I gave a quick skim through the bindgen docs but I didn't find any obvious indication that this is already supported. Initially I thought it might be because Rust's enum's in-memory structure is not defined for the sake of FFI, but with some research I found that RFC 2195 actually defines #[repr(u8,C)]. So I guess it just comes down to the difficulty of recognizing the intention of the C developer? There are a lot of slight variations on the above pattern and I could see how even telling bindgen what to do could get complicated.

tl;dr - Should I blacklist and hand-create Rust enums, or can bindgen help me out?

1 Like

I'm also realizing that only fieldless enums in Rust can have specified discriminants. That throws a further wrench into my plan to use these for FFI. The ordinal value for CTAG::A needs to match CSTRUCT::A to be able to pass these back and forth to C.

I found this blog post about #[rustc_layout(debug)] useful for getting detailed information about the layout of Rust enums and was able to confirm that #[repr(u32,C)] can do what I want.

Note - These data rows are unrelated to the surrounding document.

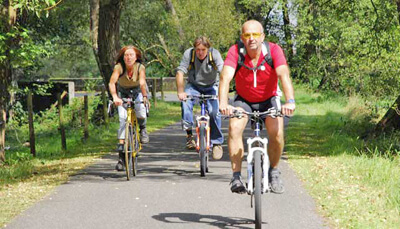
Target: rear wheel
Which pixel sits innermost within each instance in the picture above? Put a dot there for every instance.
(203, 150)
(257, 188)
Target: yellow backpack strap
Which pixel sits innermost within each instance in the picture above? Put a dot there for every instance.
(192, 59)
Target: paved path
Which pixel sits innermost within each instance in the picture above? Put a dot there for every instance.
(168, 193)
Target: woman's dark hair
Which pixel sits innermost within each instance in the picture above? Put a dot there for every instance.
(202, 40)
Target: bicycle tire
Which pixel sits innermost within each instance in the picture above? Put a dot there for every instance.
(203, 150)
(134, 152)
(257, 188)
(127, 149)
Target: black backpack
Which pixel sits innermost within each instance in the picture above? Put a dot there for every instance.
(267, 58)
(241, 48)
(210, 59)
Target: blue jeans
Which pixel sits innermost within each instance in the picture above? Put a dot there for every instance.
(212, 108)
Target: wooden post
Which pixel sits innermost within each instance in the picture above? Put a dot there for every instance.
(31, 127)
(105, 106)
(162, 88)
(86, 109)
(154, 92)
(62, 130)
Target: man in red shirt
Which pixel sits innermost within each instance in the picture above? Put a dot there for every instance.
(256, 85)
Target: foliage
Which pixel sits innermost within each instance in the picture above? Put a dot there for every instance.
(153, 25)
(351, 47)
(351, 180)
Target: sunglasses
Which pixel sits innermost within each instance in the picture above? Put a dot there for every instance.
(254, 35)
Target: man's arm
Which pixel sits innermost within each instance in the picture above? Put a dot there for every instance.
(287, 87)
(225, 78)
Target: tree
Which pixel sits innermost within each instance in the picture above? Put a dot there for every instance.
(16, 49)
(108, 36)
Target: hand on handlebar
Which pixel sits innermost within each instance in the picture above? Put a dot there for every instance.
(226, 110)
(117, 101)
(182, 96)
(288, 109)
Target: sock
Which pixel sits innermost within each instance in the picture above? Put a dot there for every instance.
(236, 174)
(142, 123)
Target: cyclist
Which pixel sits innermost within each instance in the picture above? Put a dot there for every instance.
(256, 86)
(130, 76)
(202, 64)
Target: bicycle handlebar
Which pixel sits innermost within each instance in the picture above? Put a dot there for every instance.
(202, 97)
(272, 112)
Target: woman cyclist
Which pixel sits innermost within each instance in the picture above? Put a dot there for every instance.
(130, 76)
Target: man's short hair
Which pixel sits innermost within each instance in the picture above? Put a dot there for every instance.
(202, 40)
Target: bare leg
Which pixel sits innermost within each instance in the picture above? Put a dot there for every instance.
(276, 142)
(235, 142)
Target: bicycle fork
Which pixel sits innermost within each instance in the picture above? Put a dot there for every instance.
(205, 120)
(250, 163)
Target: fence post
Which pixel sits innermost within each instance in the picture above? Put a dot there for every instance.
(154, 92)
(31, 127)
(105, 106)
(86, 109)
(162, 88)
(62, 130)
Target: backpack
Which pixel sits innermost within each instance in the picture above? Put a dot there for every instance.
(210, 59)
(267, 58)
(241, 51)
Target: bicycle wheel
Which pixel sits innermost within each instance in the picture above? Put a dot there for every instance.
(128, 148)
(203, 150)
(257, 188)
(135, 151)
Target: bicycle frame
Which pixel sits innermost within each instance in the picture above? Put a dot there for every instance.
(203, 118)
(257, 143)
(131, 146)
(203, 131)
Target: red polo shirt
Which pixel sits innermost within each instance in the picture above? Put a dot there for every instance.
(266, 80)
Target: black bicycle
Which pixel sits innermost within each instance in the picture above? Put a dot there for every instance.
(203, 131)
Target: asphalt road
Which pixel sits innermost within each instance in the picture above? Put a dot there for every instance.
(167, 193)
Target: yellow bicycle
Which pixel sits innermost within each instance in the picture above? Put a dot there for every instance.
(132, 144)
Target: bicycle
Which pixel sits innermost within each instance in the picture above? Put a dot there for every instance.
(257, 160)
(132, 144)
(203, 131)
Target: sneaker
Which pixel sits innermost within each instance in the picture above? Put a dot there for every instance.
(276, 183)
(237, 185)
(217, 152)
(144, 137)
(190, 144)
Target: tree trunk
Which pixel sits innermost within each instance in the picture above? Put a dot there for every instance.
(288, 34)
(94, 28)
(108, 36)
(7, 20)
(170, 8)
(391, 120)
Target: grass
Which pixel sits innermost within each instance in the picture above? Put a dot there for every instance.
(25, 180)
(354, 187)
(356, 184)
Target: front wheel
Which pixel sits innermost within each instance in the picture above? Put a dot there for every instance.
(135, 152)
(257, 188)
(128, 149)
(203, 150)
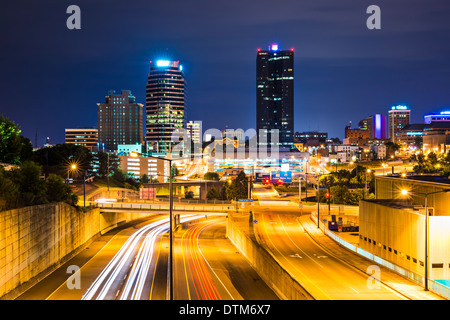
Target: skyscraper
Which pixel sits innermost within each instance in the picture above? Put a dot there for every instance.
(164, 104)
(120, 120)
(376, 126)
(275, 94)
(87, 137)
(399, 117)
(194, 129)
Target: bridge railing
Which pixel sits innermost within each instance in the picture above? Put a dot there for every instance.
(162, 206)
(419, 279)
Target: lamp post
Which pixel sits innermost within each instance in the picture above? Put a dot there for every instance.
(365, 191)
(405, 192)
(135, 155)
(300, 192)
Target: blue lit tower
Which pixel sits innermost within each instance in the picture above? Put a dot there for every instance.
(165, 94)
(275, 94)
(399, 117)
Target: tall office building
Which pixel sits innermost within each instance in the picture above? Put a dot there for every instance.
(86, 137)
(399, 117)
(194, 129)
(120, 120)
(376, 126)
(164, 104)
(275, 94)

I'd feel uncomfortable with bindgen automatically converting a tagged union from C into a Rust enum. There's no way to guarantee that some C object with a particular tag will have actually initialized the corresponding union variant, so any code doing this sort of conversion should require the caller to explicitly invoke an unsafe conversion method.

Another issue you may run into is that the backing integer for a C enum isn't really defined. In practice it'll use the smallest integer type that can hold all the variants, but the spec doesn't stop a C compiler from using larger types.

An enum is only guaranteed to be large enough to hold int values. The compiler is free to choose the actual type used based on the enumeration constants defined so it can choose a smaller type if it can represent the values you define. If you need enumeration constants that don't fit into an int you will need to use compiler-specific extensions to do so.

-- What is the size of an enum in C?

That means your #[repr(u8, C)] may not be identical to the CSTRUCT definition. I think it'd work out on a little-endian machine because the equivalent layout (#[repr(C)] struct Layout { tag: u8, value: Union }) would have the right amount of padding to put the value in the right spot, and we should be able to read the tag without accidentally touching padding bytes (UB) because little-endian integers have their least significant digits in the first byte, but that doesn't inspire confidence and would probably fall over on big-endian machines.

The problem doesn't lie with Rust, it's the loose wording of the C standard.

4 Likes

Oh yeah, this is definitely not a problem with Rust. I was just hoping it'd be a problem for Rust. Your explanation makes sense. Upon closer reading of the Rust RFC, it is carefully worded. I guess I will have to just use a failable parse like TryFrom for now. Really makes you wonder how C ever worked in the first place.